House Prices — Part II

4 min readFeb 21, 2023

Introduction

Now that we have our dataset ready, we’ll start to clean the data that we’ve just collected. Let’s start by creating some more directories in our project tree:

project/
├── data/
│   ├── raw/
│   │   ├── kc_house_data.csv
│   ├── interim/
├── src/
│   ├── data/
│   │   ├── utils.py
│   │   ├── cleaning.py
│   │   ├── __init__.py
│   ├── clean.py
│   ├── __init__.py
├── requirements.txt
└── README.md

The data/interim directory will contain the dataset that we’re going to clean and transform.
The src/data directory is a custom Python Package that we’re creating to store our data cleaning code.
The src/clean.py file will contain the main logic of our cleaning code.

Loading the Dataset

The first thing we need to do is to load our dataset, in order to keep our code clean were going to create a src/data/utils.py file containing the following code:

import pandas as pd

def load_data_to_dataframe(data_path: str) -> pd.DataFrame:
    """ Loads the .csv path into a pandas dataframe

    Parameters:
    data_path: Path to the .csv file

    Returns:
    dataframe: Returns the created pandas dataframe
    """
    dataframe = pd.read_csv(data_path)
    return dataframe

Cleaning the Dataset

Next, we’re going to follow multiple steps for data cleaning. There’s a vast range of options available online for this task, so we might not cover all of them here. For this particular task, we’re going to use our data report post to help us.

Missing values

When we finish selecting the features that are relevant to our problem, we need to start dealing with missing values. Since our dataframe didn’t have any missing values this operation wasn’t needed.

Duplicates

Since duplicates can affect the accuracy of our prediction model in the future by adding biases, any duplicate value needs to be removed. Our dataset also didn’t have duplicate values, so this operation wasn’t needed.

Outliers

Since we’re dealing with real-world data we’re going to consider that the outliers present in our dataset might represent valid input values, such as the sale of luxury homes. From a scientific point of view, we’re also going to consider that these values might represent misleading data and have a separate dataset for it to compare during the training of our model.

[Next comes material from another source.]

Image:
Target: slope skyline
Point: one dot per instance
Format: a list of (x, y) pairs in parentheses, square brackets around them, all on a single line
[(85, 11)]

Considering that based on our report we know that our data don’t follow a normal distribution we’re going to use the common Interquartile Ranges technique to remove outliers:

def drop_outliers_iqr(dataframe: pd.DataFrame, ignore_columns: list[str] = []) -> pd.DataFrame:
    """ Returns a dataframe without outliers

    Uses IQR approach to remove outliers.

    Parameters:
    dataframe: Dataframe on which the operation will be performed
    ignore_columns: Columns to ignored when looking for outliers

    Returns:
    dataframe: Returns the new dataframe without outliers
    """
    cols = [c for c in dataframe.columns if c not in ignore_columns]
    q1 = dataframe[cols].quantile(0.25)
    q3 = dataframe[cols].quantile(0.75)
    iqr = q3-q1

    condition = ~(
        (dataframe[cols] < (q1 - 1.5 * iqr)) | (dataframe[cols] > (q3 + 1.5 * iqr))
    ).any(axis=1)

    cleaned_df = dataframe[condition]
    return cleaned_df

With this method, 5893 records were dropped from our dataset.

Data formatting

When we analyze the variables presented in the first post, we can see that the grade variable is the only one representing ranges that will fall into three categories. So we will replace each range with a number:

Zero will replace the range 1–4 that has a low-quality level of construction and design.
One will replace the range 5–9 that has an average level of construction and design.
Two will replace the range 10–13 that has a high-quality level of construction and design.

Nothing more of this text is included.